Daha pek çok örnek verebiliriz: Peygamber Efendimiz bize asla menfaatçi olmayın demedi. Soyut değerlere işaret edip insan doğasını baskı altına almadı, ahlakımızı çarpıklaştırmadı. Efendimiz bize menfaatimizi nasıl doğru arayacağımızı öğretti. İkisi arasındaki fark dağlar kadar.

Kuran’ın Arap toplumuna gelmesinin bir hikmeti, Arapların insan doğasının tüm yönlerini çıplak bir şekilde yaşamasıydı. O doğayla etkileşim imkanları sayesinde Allah’ın muradı netleşti. Kuran da hadisler de bize “Menfaatini gözeten, Allah’la kar-zarar ilişkisine giren insan” profili çiziyor. Sadaka ver, beladan kurtulursun. Besmele çek, bereket olur. Şehit ol, en yüksek makama erersin. Bunlar hep menfaat çağrılarıdır. Benliğimizi yok sayma çağrıları değildir.

İnsan, benliğidir. Benliği de hayra, faydaya, menfaate meyille dokunmuştur. Bir medeniyet inşa edilecekse “menfaat kuramı” üzerine edilecektir. “Değer kuramı” üzerine değil. İnsan için en derin, en asli, en tabii değeri menfaatidir. Menfaatimize aykırı bir değeri bünyemiz kabul etmez, kusar. Kabul ediyormuşuz gibi dillendirdikçe de münafık insan, münafık toplum olur, düzlüğe çıkamayız. Düzlüğe çıkmak için değerler (ama hakiki, fıtri, toplumun ve çağın yükleriyle kirlenmemiş değerler) “menfaate aykırı” değil “menfaate uygun” bir yolda işlenmeli, sunulmalı ve hayat bulmalıdır. Menfaat, asıl kaygımız olmalıdır.

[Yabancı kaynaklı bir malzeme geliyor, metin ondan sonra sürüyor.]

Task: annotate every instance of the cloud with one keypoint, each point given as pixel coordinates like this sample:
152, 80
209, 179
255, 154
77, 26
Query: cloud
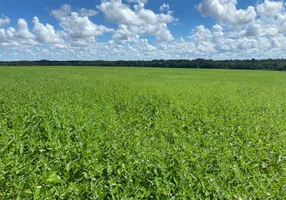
77, 25
270, 8
255, 32
83, 12
164, 7
45, 34
226, 11
4, 20
137, 21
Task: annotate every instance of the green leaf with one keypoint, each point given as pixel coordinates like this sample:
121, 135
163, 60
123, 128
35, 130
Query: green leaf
54, 178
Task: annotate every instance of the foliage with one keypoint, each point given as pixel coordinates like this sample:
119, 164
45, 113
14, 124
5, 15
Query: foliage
269, 64
134, 133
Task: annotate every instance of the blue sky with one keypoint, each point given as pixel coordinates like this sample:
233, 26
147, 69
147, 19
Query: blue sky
141, 29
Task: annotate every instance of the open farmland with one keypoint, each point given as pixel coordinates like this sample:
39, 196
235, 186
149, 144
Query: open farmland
141, 133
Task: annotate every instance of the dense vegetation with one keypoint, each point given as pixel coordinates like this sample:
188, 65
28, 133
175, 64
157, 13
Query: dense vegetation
141, 133
269, 64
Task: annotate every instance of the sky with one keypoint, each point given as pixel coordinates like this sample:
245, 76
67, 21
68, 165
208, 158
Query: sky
142, 29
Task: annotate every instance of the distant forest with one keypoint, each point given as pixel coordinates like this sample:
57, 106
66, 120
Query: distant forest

Batı’nın iflası, menfaati dar, sığ bir boyutta ele almasındadır. Bu ayrı bir bahistir. Batı’nın çizdiği rasyonel insan profilinin uzun vadede zararda olduğu anlaşılır. Fakat kısa ve orta vadede tutarlılık sebepli fayda gördükleri de açıktır.

En başa dönecek olursak; önemli olan değer-çıkar çatışması yaşamamaktır. Bu çatışmanın hangi kalitede bir zihinle aşıldığı ikinci bir meseledir.

Menfaatin asli, değişmez özelliğimiz olduğunu kabul ettikten sonra ikinci meseleye el atma imkanı olur: Doğru menfaatçilik nasıl olur?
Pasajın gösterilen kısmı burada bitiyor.